Borgata sued by poker pro for $1.2 million following lifetime ban

Borgata sued by poker pro for $1.2 million following lifetime ban

Scott Robbins wants the casino to pay for kicking him off the property

Poker player Scott Robbins was banned for life by the people at the Borgata Atlantic City casino after he joked about jumping out of his hotel room window. However, he doesn’t plan to sit idly by and accept the ban, which is why he has now taken the matter to a legal forum. Through a lawsuit, Robbins is demanding $1.2 million in possible lost profits, as he indicates that the casino management’s alleged reaction was taken to a high level of exaggeration and that some comments are clearly in violation of his civil rights.

It all goes back to September of last year when a WPT Borgata Poker Open Main Event was the reason Robbins decided to stay at the Atlantic City casino. That night, while checking into the hotel, the front desk clerk, as usual, asked Robbins which he preferred, a low floor or a high floor. According to the lawsuit, Robbins jokingly asked, “If you had to jump out of a window on a high floor [i.e., in case of fire or earthquake], would you do it?”

The comment was not so well taken by the employee, who immediately asked him politely not to say such things.
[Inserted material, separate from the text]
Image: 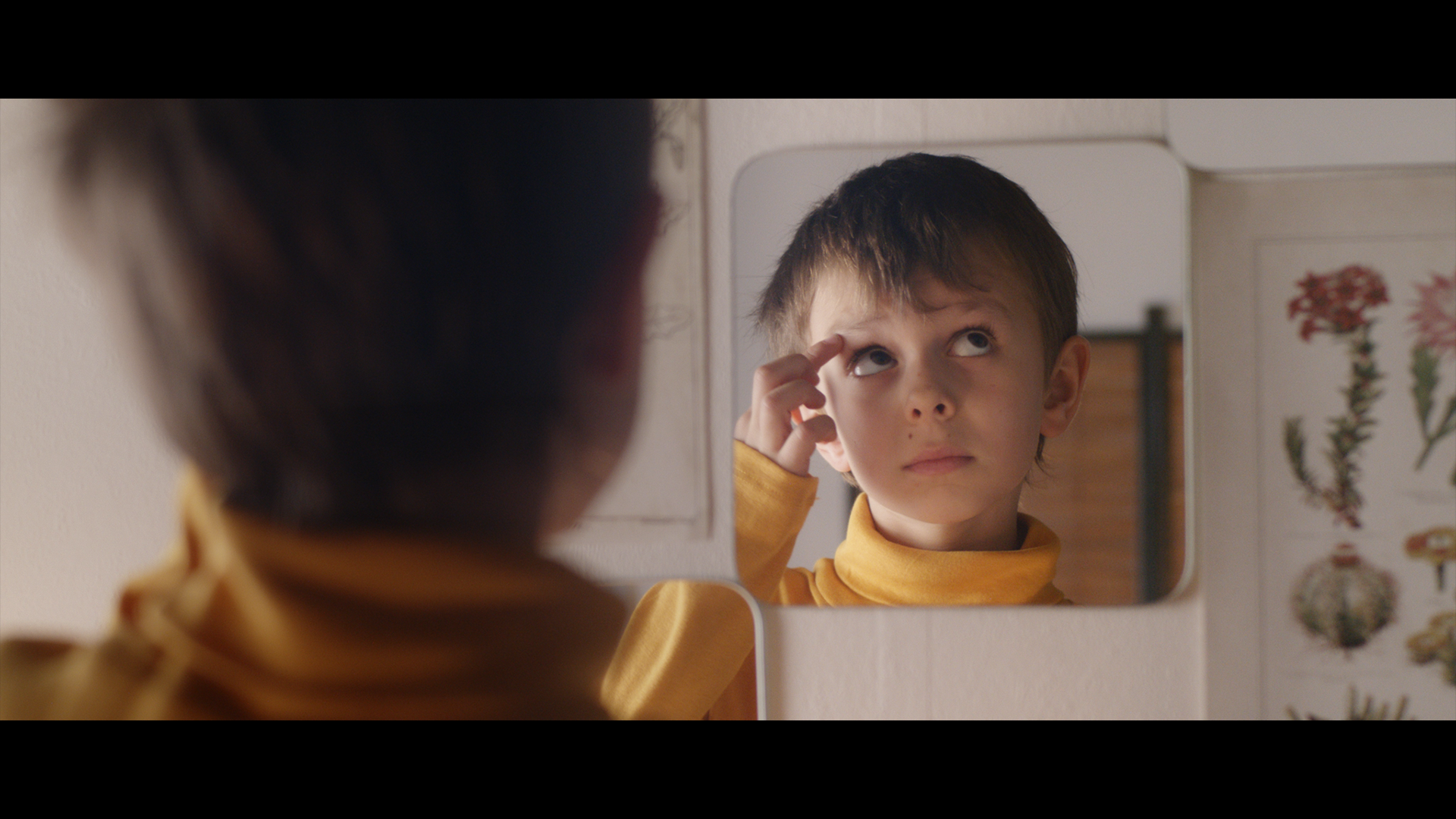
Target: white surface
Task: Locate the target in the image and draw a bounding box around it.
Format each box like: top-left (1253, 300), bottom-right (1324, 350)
top-left (1168, 99), bottom-right (1456, 172)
However, Robbins continued to ask similar questions. “Would you make it if you had to jump from a lower floor?” Robbins asked. The employee again told him not to jump, but Robbins made it more than clear that this was not his intention, but said anyway, “Since I wouldn’t survive either, I guess it doesn’t matter what floor you give me.”

Robbins indicated that the context was understood as there was laughter involved and, after getting the 50th floor of Borgata, in the lawsuit, he points out that the windows could not even be opened. Once he was placed in his room, casino security arrived to inform him that he was a danger to himself and that he needed to attend a specialized facility to be seen by a psychiatrist. Although he complied and paid for the consultation, he was surprised to find that he had been banned for life. Based on past winnings and percentage of annual winnings, plus punitive and compensatory damages, the sum of over $1 million was established as just compensation for his ban.